Spam Classifier using Naive Bayes

1 Import Dataset

The SMS spam dataset can be downloaded here.

import pandas as pd
# Dataset from - https://archive.ics.uci.edu/ml/datasets/SMS+Spam+Collection
df = pd.read_table('smsspamcollection/SMSSpamCollection',
                   sep='\t',
                   header=None,
                   names=['label', 'sms_message'])

df.head()

	label	sms_message
0	ham	Go until jurong point, crazy.. Available only ...
1	ham	Ok lar... Joking wif u oni...
2	spam	Free entry in 2 a wkly comp to win FA Cup fina...
3	ham	U dun say so early hor... U c already then say...
4	ham	Nah I don't think he goes to usf, he lives aro...

1.1 Process the data set

We need to transform the labels to binary values so we can run the regression.
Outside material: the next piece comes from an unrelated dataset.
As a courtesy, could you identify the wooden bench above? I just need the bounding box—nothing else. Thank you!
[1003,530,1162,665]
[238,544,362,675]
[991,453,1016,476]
Here 1 = "spam" and 0 = "ham"

#Map applies a function to all the items in an input list or df column.
df['label'] = df.label.map({'ham':0, 'spam':1})
df.head()

	label	sms_message
0	0	Go until jurong point, crazy.. Available only ...
1	0	Ok lar... Joking wif u oni...
2	1	Free entry in 2 a wkly comp to win FA Cup fina...
3	0	U dun say so early hor... U c already then say...
4	0	Nah I don't think he goes to usf, he lives aro...

2.1 Enter Bag of Words

Since we're dealing with text data and the naive bayes classifier is better suited to having numerical data as inputs we will need to perform transformations. To accomplish this we'll use the ("bag of words")[https://en.wikipedia.org/wiki/Bag-of-words_model] method to count the frequency of occurance for each word. Note: the bag of word methods assumes equal weight for all words in our "bag" and does not consider the order of occurance for words.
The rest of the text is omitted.